Our new plot brings out much of the overall story that is in the maps, but also shifts the emphasis a bit. It is easier to see more clearly what is happening in some parts of the country. In particular you can see the climbing numbers in New Hampshire, Rhode Island, Massachussetts, and Connecticut. You can more easily see the state-level differences in the West, for instance between Arizona, on the one hand, and New Mexico or Utah on the other. And as was also visible on the maps, the astonishingly rapid rise in West Virginia’s death rate is also evident. Finally, the time-series plots are better at conveying the diverging trajectories of various states within regions. There is a lot more variance at the end of the series than at the beginning, especially in the Northeast, Midwest, and South, and while this can be inferred from the maps it is easier to see in the trend plots.

Figure 7.18: The opiate data as a faceted time-series.
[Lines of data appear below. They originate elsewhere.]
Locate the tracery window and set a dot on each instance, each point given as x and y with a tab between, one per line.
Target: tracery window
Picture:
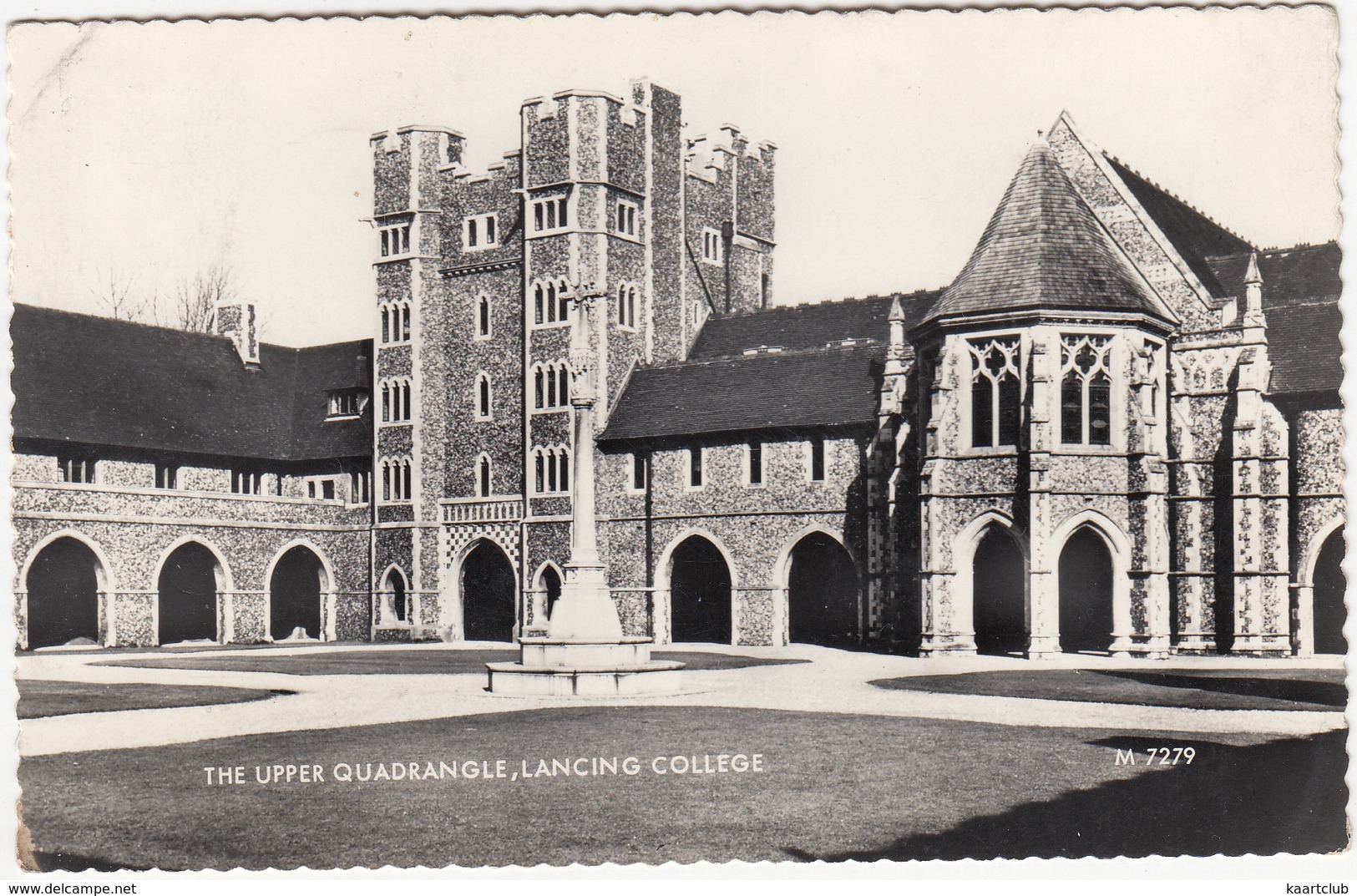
1086	390
395	401
995	394
549	386
397	479
549	303
551	470
627	306
395	322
The unit of observation in this graph is still the state-year. The geographically-bound nature of the data never goes away. The lines we draw still represent states. Thus, the basic arbitrariness of the representation cannot be made to disappear. In some sense, an ideal dataset here would be collected at some much more fine-grained level of unit, time, and spatial specificity. Imagine individual-level data with arbitrarily precise information on personal characteristics, times, and location of death. In a case like that, we could then aggregate up to any categorical, spatial, or temporal units we liked. But data like that is extremely rare, often for very good reasons that range from practicality of collection to the privacy of individuals. In practice we need to take care not to commit a kind of fallacy of misplaced concreteness that mistakes the unit of observation for the thing of real substantive or theoretical interest. This is a problem for most kinds of social-scientific data. But their striking visual character makes maps perhaps more vulnerable to this problem than other kinds of visualization.

7.6 Where to go next

In this chapter, we learned how to begin work with state-level and county-level data organized by FIPS codes. But this barely scratches the surface of visualization where spatial features and distributions are the main focus. The analysis and visualization of spatial data is its own research area, with its own research disciplines in Geography and Cartography. Concepts and methods for representing spatial features are both well-developed and standardized. Until recently, most of this functionality was accessible only through dedicated Geographical Information Systems. Their mapping and spatial analysis features were not well connected. Or at least, they were not conveniently connected to software oriented to the analysis of tabular data.

This is changing fast. Brundson & Comber (2015) provide an introduction to some of R’s mapping capabilities. Meanwhile, very recently these tools have become much more easily accessible via the tidyverse. Of particular interest to social scientists⊕r-spatial.github.io/sf/. Also see news and updates at r-spatial.org. is Edzer Pebesma’s ongoing development of the sf package, which implements the standard Simple Features data model for spatial features in a tidyverse-friendly way. Relatedly, Kyle Walker and Bob Rudis’s tigris package⊕github.com/walkerke/tigris allows for (sf-library combatible) access to the U.S. Census Bureau’s TIGER/Line shapefiles, which allow you to map data for many different geographical, administrative, and Census-related subdivisions of the United States, as well as things roads and water features. Finally, Kyle Walker’s tidycensus package⊕walkerke.github.io/tidycensus (Walker, 2018) makes it much easier to tidily get both substantive and spatial feature data from the U.S. Census and the American Community Survey.